River of stuff still

 

The River of Stuff is a documentary feature film on the economies of repurposing, upscaling, and technological recycling in the US Southwest. This film connects the dots between contemporary alternative lifestyles built around foraging, picking, and repurposing, in a region molded by climate change, human migration, the military-industrial complex, inequality and contested sovereignties. The film travels from Rocky Mountain peaks to saguaro cactus forests in the Sonoran Desert, and from the neon lights of Denver’s Broadway to the edge of the Tohono O'odham Nation at the US-Mexico border, in search for the histories of people who can appreciate the value of things that others simply pass by. Supported from an ERC Consolidator grant "Foraging at the Edges of Capitalism" at the Rachel Carson Center - Ludwig Maximilian University Munich.

Artist Bios

Toma Peiu is a filmmaker, visual artist, media scholar and educator, presently pursuing a PhD in Emergent Technologies and Media Arts Practices at the University of Colorado Boulder, where he also teaches foundational coursework in media and anthropology. Toma's work as an artist confounds with his scholarly interests in identifying new modes of expression by engaging technology of various generations and theory inhabiting various disciplinary spaces across the arts and (social) sciences. A fellow of the Center for Media, Religion and Culture and a researcher at CU Boulder, he explores identity formation in diasporic communities and the shaping of the environment and public urban space as an archive for culture, memory and social affirmation. For his dissertation, working across anthropology, georgraphy, media studies and critical media practices, Toma looks at how migration, mobility and borders transform adopted spaces and communities of origin, spending time between field sites in Brooklyn, NY and Central Asia. He holds an MA in Media Studies from The New School University in New York, and a bachelor's in Screenwriting and Film Studies from The National University of Dramatic Arts and Film in Bucharest, Romania. 

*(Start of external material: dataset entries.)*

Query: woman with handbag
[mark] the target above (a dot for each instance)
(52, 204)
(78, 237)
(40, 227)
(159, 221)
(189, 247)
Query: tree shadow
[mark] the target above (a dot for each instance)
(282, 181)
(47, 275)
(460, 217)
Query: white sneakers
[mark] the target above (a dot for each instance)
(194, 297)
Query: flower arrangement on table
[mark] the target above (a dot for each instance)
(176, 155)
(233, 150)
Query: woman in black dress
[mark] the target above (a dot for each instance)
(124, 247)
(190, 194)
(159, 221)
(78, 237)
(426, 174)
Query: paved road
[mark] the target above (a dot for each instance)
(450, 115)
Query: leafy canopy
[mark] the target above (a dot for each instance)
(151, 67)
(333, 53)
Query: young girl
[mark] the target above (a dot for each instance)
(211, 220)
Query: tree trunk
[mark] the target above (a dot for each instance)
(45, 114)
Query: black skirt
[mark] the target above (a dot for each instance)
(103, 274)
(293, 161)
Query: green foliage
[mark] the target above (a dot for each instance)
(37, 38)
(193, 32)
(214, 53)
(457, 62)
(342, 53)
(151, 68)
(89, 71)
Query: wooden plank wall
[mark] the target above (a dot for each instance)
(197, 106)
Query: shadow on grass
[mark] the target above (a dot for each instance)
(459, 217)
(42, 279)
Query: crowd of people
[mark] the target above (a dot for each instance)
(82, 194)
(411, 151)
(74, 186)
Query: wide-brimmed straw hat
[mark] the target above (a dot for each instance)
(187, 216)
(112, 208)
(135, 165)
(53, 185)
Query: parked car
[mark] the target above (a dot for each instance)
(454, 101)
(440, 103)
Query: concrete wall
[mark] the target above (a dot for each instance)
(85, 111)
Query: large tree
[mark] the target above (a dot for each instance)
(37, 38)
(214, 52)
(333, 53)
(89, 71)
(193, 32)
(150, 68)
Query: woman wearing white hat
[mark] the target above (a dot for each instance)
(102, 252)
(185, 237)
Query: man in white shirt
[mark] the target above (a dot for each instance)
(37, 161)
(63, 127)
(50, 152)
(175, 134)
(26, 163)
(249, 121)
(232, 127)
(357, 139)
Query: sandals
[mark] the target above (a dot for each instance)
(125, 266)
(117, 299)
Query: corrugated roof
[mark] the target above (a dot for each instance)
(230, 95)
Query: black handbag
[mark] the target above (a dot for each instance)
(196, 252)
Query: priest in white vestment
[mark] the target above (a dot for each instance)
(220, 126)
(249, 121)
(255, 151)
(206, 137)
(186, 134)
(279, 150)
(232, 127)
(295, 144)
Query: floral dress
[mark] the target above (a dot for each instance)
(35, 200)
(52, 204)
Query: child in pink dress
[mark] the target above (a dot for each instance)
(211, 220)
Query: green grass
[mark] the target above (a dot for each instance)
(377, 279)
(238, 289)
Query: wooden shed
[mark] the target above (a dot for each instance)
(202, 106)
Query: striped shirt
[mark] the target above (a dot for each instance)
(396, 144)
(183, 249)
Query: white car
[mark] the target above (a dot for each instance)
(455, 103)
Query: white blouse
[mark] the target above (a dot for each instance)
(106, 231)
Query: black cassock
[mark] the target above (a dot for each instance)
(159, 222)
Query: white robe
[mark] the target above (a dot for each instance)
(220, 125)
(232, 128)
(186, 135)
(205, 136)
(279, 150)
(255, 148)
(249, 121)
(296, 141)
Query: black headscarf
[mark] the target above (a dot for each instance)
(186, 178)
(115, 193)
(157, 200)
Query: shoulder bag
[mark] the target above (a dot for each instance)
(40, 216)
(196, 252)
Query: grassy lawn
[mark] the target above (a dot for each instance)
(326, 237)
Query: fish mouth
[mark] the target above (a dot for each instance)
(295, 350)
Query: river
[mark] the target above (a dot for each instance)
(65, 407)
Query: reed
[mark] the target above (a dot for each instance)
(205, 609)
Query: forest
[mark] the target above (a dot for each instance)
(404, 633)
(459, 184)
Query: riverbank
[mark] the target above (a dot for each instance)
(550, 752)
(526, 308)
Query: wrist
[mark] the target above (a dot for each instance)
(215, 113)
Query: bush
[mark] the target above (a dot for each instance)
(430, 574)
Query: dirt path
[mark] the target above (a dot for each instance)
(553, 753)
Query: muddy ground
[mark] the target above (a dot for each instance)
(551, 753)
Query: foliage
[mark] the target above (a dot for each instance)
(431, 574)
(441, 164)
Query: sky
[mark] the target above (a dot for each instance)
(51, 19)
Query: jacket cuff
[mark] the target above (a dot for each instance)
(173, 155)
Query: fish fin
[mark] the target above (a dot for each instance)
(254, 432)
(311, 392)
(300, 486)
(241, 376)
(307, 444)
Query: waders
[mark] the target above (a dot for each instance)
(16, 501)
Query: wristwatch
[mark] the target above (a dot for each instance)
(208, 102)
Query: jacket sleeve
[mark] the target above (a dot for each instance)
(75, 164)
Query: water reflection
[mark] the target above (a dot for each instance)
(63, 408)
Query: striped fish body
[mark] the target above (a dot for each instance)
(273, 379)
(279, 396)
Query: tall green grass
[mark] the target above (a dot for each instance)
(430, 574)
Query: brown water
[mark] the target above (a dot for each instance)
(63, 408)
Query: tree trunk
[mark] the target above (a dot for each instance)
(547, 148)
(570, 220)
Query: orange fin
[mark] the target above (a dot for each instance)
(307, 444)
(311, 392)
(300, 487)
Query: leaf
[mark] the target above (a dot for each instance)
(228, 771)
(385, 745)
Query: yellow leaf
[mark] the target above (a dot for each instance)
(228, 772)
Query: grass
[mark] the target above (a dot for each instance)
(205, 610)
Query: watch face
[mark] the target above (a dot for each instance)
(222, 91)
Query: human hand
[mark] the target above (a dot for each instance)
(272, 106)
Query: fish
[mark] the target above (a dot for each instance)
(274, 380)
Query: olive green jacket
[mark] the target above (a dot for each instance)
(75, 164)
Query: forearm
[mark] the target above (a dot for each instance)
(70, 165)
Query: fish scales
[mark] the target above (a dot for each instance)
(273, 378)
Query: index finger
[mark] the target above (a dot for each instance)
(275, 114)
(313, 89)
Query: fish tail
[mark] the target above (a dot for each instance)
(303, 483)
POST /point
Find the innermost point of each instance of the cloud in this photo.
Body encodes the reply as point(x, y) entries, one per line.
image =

Luiza Parvu is a filmmaker, visual artist, and educator based in Tempe, AZ. She is a member of the European Film Academy. She holds an MFA in Film Production from New York University - Tisch School of the Arts. She is an experienced media maker with professional working knowledge of all areas of production and post-production. Her directing and editing work covers a variety of genres, in both fiction and creative non-fiction: documentary, multimedia installation, and immersive media. Luiza's art and research explore identity, memory, intersection and transformation. Her collaborations with scientists, ethnographers, filmmakers and mixed media artists cross space, time and themes - from connecting contemporary and historical stories of labor migration (Start Anew World; Seven Scenes from a Neighborhood Cafe; Ubi Bene Ibi Patria) to questioning the nature of images that shape the anthropocenic everyday (Sisyphus 2.0; Redemption Room) and observing human and non-human ecosystems facing environmental precarity (Migrant Water; Arabidopsis thaliana, The Salt In Our Waters). The award winning films she has directed or edited so far have been recognized in film festivals and events worldwide such as Karlovy Vary, Sundance, BFI London, Busan, Transilvania, Tribeca or Abu Dhabi.